Generation, dynamics, and correlations of the fission fragments' angular momenta

Abstract: The generation of angular momentum in fissioning nuclei is not well understood. The predictions of different models disagree, particularly concerning the correlation between the fragments' angular momenta. In this article, a time-dependent collective Hamiltonian model is proposed to treat the generation of the angular momentum in the fission fragments due to the quantum uncertainty principle as well as the dynamics of the collective wave function during and after scission. The model is constructed in the framework of the frozen Hartree-Fock approximation using a Skyrme energy functional to extract deformations of the fission fragments as well as the interactions in a derived collective Hamiltonian.

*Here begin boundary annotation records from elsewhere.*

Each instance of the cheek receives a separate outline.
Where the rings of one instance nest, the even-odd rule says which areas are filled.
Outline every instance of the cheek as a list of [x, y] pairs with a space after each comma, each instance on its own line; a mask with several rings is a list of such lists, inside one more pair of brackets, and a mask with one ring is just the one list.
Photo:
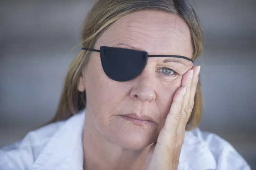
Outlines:
[[[182, 77], [170, 82], [159, 82], [156, 102], [163, 124], [170, 110], [172, 99], [176, 91], [180, 87]], [[162, 125], [163, 126], [163, 125]]]

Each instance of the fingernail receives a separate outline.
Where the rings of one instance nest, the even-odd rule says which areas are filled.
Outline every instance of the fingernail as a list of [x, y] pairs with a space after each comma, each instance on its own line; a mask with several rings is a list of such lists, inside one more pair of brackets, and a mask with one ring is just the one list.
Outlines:
[[194, 70], [191, 70], [190, 71], [190, 73], [191, 74], [191, 79], [193, 78], [193, 74], [194, 74]]
[[200, 68], [201, 67], [201, 65], [199, 65], [198, 67], [198, 75], [199, 75], [199, 73], [200, 72]]
[[186, 93], [186, 87], [185, 87], [183, 88], [183, 96], [185, 95], [185, 94]]

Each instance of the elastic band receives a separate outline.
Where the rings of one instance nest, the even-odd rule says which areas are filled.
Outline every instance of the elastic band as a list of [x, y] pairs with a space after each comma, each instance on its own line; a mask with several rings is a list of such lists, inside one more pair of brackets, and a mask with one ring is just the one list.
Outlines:
[[95, 49], [90, 49], [90, 48], [81, 48], [81, 49], [82, 50], [84, 50], [90, 51], [91, 51], [100, 52], [100, 50], [96, 50]]
[[[82, 48], [82, 50], [88, 50], [91, 51], [95, 51], [95, 52], [100, 52], [100, 50], [96, 50], [95, 49], [90, 49], [87, 48]], [[183, 58], [189, 61], [190, 61], [192, 62], [194, 62], [193, 60], [190, 59], [189, 58], [186, 57], [181, 56], [178, 56], [176, 55], [148, 55], [148, 57], [175, 57], [175, 58]]]

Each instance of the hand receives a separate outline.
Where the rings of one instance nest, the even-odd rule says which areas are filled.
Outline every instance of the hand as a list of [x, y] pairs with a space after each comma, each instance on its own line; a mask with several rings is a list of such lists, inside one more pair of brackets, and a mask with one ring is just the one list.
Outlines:
[[181, 87], [173, 96], [157, 142], [148, 153], [145, 170], [177, 169], [186, 126], [194, 106], [199, 71], [200, 67], [195, 66], [183, 76]]

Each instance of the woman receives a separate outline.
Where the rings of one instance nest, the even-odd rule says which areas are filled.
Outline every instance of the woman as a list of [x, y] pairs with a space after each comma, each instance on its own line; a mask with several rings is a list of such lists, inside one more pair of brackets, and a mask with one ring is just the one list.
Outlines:
[[184, 0], [100, 0], [52, 123], [0, 151], [3, 170], [249, 170], [196, 127], [202, 31]]

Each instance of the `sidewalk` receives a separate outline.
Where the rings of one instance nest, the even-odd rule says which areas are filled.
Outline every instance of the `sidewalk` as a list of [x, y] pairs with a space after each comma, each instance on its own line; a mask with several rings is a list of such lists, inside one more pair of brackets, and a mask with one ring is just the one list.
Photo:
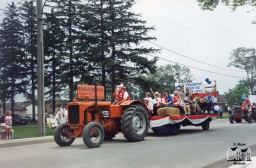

The fission reactions studied are $^{240}$Pu $\rightarrow$ $^{132}$Sn+$^{108}$Ru and $^{240}$Pu $\rightarrow$ $^{144}$Ba+$^{96}$Sr. The model can account for a large part of the angular momentum found in experimental data. The orientation of the angular momentum of each fragment is found to be mainly in the plane perpendicular to the fission axis, in agreement with the experiment. The magnitudes of the angular momenta in the two fragments are nearly uncorrelated, in agreement with the recent experimental data of Wilson et al., Nature (London) 590, 566 (2021). Some of the conclusions of the traditional collective vibration model are supported by the present model but some are not. Surprisingly, it is found that the angular momenta of the fragments are slightly correlated positively as in a wriggling mode. It is also found that the presence of an octupole deformation in a fragment can significantly increase the generated angular momentum.